DC Edit | RVM: Good idea. Will it work?
In yet another disruptive electoral innovation, the Election Commission of India has developed the prototype of a voting machine working totally offline (i.e., not connected to any grid or information network). The Remote Electronic Voting Machine (RVM) has been created with an objective to address low voter turnouts in certain geographies by bringing in a working mechanism to enable citizens to vote in any election without being physically present in the constituency or the booth on voting day.
The current proposal, for which the ECI has invited all national political parties for a demonstration on January 16, seeks feedback and complaints, suggestions for improvements, and objections, and will cover only internal migrants. It will not be available to those who are overseas.
If this proposal works out, India, which is rarely recognised as being a land of internal immigrants, i.e., people who live and work in a place, state or region they were not born in, will have a more robust voting process. A large number of electors will find it easy to vote from the place they are currently working out of, without having to travel back home to cast their vote.
Since a large number of such migrants are blue collar workers, or employed in the unorganised sector and eking out a marginal income, their onus and burden of expensive travel back home for the sake of democracy is removed.

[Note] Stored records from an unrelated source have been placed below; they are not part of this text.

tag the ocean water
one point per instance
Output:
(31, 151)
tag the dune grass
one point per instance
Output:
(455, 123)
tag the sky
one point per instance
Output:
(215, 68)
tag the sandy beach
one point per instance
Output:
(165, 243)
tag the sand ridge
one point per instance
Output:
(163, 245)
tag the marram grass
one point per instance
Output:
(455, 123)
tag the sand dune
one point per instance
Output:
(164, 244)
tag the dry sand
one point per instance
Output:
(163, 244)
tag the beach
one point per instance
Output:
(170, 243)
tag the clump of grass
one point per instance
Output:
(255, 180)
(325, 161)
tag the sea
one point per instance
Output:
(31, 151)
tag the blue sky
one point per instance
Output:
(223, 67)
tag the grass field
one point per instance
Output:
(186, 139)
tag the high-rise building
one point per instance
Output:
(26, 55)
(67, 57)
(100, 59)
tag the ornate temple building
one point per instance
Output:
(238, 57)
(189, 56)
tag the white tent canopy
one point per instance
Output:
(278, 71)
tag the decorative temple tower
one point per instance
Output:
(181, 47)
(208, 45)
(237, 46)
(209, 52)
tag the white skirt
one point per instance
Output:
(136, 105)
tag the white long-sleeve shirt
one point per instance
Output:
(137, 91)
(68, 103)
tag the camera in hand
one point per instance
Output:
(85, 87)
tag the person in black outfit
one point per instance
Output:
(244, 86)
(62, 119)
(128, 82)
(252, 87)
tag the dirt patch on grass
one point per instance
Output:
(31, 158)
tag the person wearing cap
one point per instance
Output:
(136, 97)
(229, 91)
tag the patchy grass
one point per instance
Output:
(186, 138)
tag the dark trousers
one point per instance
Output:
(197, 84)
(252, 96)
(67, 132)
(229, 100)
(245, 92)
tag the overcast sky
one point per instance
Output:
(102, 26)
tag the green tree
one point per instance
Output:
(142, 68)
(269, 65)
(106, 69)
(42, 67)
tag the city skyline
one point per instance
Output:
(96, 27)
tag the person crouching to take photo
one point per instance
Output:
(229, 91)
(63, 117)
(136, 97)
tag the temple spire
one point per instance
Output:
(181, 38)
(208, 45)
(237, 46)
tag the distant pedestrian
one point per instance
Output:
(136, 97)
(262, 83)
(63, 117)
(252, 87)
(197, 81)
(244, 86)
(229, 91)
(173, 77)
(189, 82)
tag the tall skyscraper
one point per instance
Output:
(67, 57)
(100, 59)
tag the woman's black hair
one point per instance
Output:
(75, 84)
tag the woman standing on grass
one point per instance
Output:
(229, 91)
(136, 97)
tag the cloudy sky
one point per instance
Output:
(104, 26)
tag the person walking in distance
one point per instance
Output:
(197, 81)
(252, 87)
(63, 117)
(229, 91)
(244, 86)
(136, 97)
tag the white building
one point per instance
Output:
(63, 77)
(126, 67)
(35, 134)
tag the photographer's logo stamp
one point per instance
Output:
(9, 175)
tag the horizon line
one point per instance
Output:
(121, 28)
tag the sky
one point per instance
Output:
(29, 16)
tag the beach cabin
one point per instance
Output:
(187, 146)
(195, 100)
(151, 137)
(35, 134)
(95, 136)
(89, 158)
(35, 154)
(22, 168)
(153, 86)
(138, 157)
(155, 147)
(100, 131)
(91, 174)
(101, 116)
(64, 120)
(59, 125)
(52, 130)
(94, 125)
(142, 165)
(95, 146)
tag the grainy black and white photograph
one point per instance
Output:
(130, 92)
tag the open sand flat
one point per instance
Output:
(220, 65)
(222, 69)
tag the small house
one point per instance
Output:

As a rule, the move must be welcomed because if technology can help remove the pain of people, cut costs, save time and improve efficiency, it should be deployed. But social and political acceptance is crucial for the move — and while the Opposition must resist the temptation of falling into a tribal trap of criticising every move of the government, the ECI and Centre, too, must ensure every step is taken, and patiently, instead of running roughshod over people’s rights and bulldozing the reform.
Hopefully, migrants can vote remotely soon.